企業の正社員として第一線で働きながら、複業にも真剣に取り組む女性たちが増えています。彼女たちはどんな経緯で複業にチャレンジしたのか。本業との両立や、収入は? それぞれのストーリーを聞いてみました。

自己実現のために“複業”。法人化して事業拡大へ

サントリーホールディングスで茶葉調達の業務を通じたお茶農家との交流をきっかけに、2019年に複業で「一坪茶園」を個人事業主として立ち上げたのが、脇奈津子さんだ。

脇 奈津子さん●つくる人と飲む人の思いをつなぎ日本茶の未来を創りたい
脇 奈津子さん「つくる人と飲む人の思いをつなぎ日本茶の未来を創りたい」

「私のやっているのは複数の働き方をする“複業”。お茶を飲むだけでなく、つくったり、売ったり、産地を訪れたり……。
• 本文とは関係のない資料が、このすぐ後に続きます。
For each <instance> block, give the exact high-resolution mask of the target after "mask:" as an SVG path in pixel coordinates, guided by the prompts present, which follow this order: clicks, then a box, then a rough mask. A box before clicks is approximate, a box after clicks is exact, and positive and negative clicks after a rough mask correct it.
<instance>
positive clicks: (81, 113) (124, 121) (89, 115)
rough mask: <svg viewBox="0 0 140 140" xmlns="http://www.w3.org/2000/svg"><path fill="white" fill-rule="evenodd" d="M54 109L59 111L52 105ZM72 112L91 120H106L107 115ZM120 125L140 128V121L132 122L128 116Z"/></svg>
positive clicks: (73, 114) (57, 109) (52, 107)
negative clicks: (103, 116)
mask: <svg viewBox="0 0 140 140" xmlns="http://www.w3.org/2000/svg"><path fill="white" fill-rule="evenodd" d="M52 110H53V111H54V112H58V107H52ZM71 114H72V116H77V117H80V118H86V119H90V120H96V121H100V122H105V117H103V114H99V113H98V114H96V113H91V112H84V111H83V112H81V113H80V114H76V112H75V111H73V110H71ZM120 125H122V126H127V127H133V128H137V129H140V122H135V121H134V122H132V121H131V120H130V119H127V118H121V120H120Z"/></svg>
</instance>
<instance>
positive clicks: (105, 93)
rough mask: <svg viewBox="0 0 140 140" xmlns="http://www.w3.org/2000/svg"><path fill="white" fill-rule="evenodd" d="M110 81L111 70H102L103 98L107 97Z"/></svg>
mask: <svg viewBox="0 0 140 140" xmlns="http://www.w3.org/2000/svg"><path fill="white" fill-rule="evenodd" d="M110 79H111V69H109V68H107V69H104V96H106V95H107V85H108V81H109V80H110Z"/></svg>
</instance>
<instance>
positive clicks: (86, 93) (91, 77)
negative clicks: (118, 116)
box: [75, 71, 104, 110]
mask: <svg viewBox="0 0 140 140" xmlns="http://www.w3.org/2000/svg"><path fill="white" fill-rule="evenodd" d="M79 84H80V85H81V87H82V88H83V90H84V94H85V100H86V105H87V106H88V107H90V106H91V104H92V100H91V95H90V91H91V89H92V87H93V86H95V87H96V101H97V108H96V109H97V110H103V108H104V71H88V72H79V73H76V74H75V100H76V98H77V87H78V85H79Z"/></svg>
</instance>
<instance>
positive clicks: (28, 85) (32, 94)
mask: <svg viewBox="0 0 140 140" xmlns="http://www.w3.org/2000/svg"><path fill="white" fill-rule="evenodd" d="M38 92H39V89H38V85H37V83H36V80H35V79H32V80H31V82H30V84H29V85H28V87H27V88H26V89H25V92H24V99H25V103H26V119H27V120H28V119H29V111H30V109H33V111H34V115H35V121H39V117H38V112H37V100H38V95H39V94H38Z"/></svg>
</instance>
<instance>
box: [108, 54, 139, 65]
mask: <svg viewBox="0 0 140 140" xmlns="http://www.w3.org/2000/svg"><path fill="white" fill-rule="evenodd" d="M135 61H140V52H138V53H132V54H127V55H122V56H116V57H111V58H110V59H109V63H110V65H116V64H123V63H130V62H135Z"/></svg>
いろいろなお茶の楽しみ方をサービスとして提案し、それをお茶農家にも還元していきたい」と脇さん。

商品のオンライン販売はもちろん、スノーピークやザ・リッツ・カールトンホテルなど大手企業と手を組み、海外を中心に展開すべく事業拡大、21年7月には法人化を果たした。

脇さんは、サントリーの複業社員1号である。「当時、会社には明確なルールがありませんでした。自分がどうして複業をしたいのか、なぜ自分がやらないといけないのかをリポートにして人事部に提出し、人事部から『がんばってください』と認めてもらいました。今では正式に、社員の複業が認められています」

現在、本業のサントリーでは、新規事業開発に従事。複業で培った人脈が本業に活かせるなど、Win−Winの状況が生まれている。

「一坪茶園は自己実現のためにスタートしたもの。お金のために始めたわけではないし、実際、今の複業の収入は経費が利益を上回っているのが実態です。とはいえ、もちろん一坪茶園の活動への評価として、しっかり対価も追求していきたいと思っています」

今は完全リモートワークで、時間の使い方の効率も飛躍的にアップ。

「就業時間はサントリー、それ以外の時間で一坪茶園のメンバーとオンラインで打ち合わせしたり、取引先と会議をしたり。今は本業も複業も充実していて全力投球ですが、3年後、5年後は、また違う働き方が見えてくるような気がしています」

脇 奈津子(わき・なつこ)
【本業】サントリーホールディングス 未来事業開発部
【複業】一坪茶園 代表
1978年生まれ。サントリーホールディングスに新卒で入社し、営業でトップセールスを記録。茶葉調達、マーケティングなどを経て、新ビジネスモデル創造業務に従事。2019年、一坪茶園を立ち上げ、21年7月に法人化。